Is it beneficial for an Alzheimer's patient in a long-term care facility to have overnight outings with family?

Plynn52 asked...

There is a conflict between two sisters regarding care of mom with alzheimers. The mom lives in a long term care facility. One sister wants to continue to take mom out for a few days ( overnight) while she is still able to walk and enjoy. The other sister feels that mom is too confused when she returns and it is not beneficial ( there are some control issues here) As a nurse, I have seen no ill effects from these outings. Is there any literature to support the benefit of taking the mom out for these outings which she enjoys...other than "common sense"?

Expert Answer

Joanne Koenig Coste is a nationally recognized expert on Alzheimer's care and an outspoken advocate for patient and family care. She is the author of Learning to Speak Alzheimer's. Also, she currently is in private practice as an Alzheimer's family therapist. Ms. Koenig Coste also serves as President of Alzheimer Consulting Associates, implementing state-of-the-art Alzheimer care throughout the United States.

There is no written literature (that I am aware of) specifically supporting either point of view although many Alzheimer books refer to this dilemma and authors support professional caregivers who suggest there should be no overnight outings or at least they be kept to an absolute minimum.

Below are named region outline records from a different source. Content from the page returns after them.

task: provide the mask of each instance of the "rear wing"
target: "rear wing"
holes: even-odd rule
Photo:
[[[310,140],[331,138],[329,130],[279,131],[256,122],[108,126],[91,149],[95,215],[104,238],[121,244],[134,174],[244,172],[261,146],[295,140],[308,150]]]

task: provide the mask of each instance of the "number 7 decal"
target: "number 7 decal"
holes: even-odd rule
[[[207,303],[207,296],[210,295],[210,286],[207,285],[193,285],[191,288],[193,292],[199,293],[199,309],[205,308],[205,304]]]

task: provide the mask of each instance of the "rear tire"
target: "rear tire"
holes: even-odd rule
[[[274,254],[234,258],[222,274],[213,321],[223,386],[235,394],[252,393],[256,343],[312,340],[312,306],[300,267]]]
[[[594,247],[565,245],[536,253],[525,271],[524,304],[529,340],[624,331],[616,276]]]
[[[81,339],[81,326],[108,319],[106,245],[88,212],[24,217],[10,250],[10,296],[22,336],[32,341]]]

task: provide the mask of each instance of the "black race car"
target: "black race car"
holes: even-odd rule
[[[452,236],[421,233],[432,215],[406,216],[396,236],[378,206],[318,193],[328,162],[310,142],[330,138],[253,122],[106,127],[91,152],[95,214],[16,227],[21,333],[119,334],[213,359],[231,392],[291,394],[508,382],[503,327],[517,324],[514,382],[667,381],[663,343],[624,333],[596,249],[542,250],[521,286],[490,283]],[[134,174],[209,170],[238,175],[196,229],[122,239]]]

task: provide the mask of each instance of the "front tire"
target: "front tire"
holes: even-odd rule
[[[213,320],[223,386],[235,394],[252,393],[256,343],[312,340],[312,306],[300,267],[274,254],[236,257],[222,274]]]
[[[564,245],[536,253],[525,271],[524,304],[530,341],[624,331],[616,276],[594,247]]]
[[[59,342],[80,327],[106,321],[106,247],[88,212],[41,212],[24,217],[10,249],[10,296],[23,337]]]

This is related to the behavior of the resident upon return to the long term care setting. Although the parent may appear to have a pleasant time during the outing, the aftermath of the visit is most often detrimental to Alzheimer (AD) folks leading to increased confusion, agitation, and sadness that lasts for many hours or, in some cases, for days. The joy of the visit must be weighed against the upset of the return. If the resident returns to the facility with no apparent negative episodes, then there is no reason to negate the outings. Staff who works with their mom, must be the people to whom the sisters address the question. Encourage both siblings to accept the advice of those doing the daily care as they are the only ones who can judge the emotion related to the return from out-of-facility visits.